A Japanese artist scheduled to speak at a University of Washington conference on public art and activism says he was denied a visa because of participation in protests in the 1960s, according to conference organizers.
“It is outrageous that Fram Kitagawa, an internationally celebrated curator of socially engaged art in Japan, was just denied a visa to the U.S. to deliver the opening keynote at our scholarly conference on art and politics,” said Kathleen Woodward, Director of the Simpson Center and Professor of English.
Artist Fram Kitagawa, who is general director of the Echigo-Tsumari Art Triennale and the Setouchi Triennale and an art professor in Japan, was to be the keynote speaker for Thursday night on the first day of the Socially Engaged Art in Japan conference, but he was stopped by U.S. authorities, according to the press release:
According to Kitagawa, he was denied a visa by U.S. authorities because of his involvement more than 45 years ago in protests against a U.S. military base expansion in Sunagawa. He was never prosecuted or convicted of any crime. He supplied documents to the embassy prepared by Japan’s Ministry of Justice and the head of the National Police attesting to his innocence, but he was still refused a visa, according to conference organizer Justin Jesty, assistant professor of Asian Languages & Literature.
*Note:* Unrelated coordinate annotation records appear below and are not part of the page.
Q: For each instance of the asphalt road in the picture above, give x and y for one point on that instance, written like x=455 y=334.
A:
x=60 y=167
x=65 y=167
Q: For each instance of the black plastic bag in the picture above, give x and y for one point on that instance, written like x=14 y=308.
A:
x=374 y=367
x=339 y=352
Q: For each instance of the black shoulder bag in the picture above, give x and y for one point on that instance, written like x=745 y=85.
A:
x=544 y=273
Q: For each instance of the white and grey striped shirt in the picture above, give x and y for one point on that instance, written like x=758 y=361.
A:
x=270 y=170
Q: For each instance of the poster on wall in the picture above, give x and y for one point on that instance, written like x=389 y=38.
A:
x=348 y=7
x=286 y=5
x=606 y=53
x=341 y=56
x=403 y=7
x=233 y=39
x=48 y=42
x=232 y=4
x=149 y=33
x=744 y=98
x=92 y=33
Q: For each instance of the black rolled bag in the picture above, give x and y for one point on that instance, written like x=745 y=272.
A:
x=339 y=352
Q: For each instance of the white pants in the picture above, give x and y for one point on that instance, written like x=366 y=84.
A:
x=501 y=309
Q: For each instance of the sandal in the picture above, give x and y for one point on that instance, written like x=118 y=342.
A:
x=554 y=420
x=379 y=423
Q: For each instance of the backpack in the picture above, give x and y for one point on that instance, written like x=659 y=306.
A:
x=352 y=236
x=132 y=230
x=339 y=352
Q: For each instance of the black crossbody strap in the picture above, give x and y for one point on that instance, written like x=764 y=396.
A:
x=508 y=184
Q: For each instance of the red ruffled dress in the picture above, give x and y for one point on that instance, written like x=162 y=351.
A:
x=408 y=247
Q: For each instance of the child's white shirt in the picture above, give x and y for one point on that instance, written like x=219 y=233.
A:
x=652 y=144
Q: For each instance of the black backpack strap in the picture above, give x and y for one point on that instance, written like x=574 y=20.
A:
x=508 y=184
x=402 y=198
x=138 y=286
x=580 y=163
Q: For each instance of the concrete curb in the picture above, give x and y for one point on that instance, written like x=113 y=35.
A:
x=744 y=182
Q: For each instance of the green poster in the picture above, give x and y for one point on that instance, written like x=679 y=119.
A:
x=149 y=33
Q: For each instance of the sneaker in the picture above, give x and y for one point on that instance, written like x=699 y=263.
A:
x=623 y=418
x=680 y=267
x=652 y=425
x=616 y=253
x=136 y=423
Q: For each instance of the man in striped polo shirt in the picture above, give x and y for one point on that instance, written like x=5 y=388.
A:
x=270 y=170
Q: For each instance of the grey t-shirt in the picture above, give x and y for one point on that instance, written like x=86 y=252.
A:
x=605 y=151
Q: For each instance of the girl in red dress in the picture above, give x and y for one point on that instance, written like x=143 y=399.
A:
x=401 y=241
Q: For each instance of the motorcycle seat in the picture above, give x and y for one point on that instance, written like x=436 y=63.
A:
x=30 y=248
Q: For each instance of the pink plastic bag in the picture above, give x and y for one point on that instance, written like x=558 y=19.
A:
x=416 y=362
The conference and keynote will go on as scheduled, with Kitagawa making remarks over video. Also attending the conference are more than 20 scholars, artists, and curators offering a series of intellectual and visual events, according to organizers.
The conference, organized by a number of departments at the UW and the Japan Society for the Promotion of Science, focuses on “artistic work that crosses the boundaries between art and social activism.”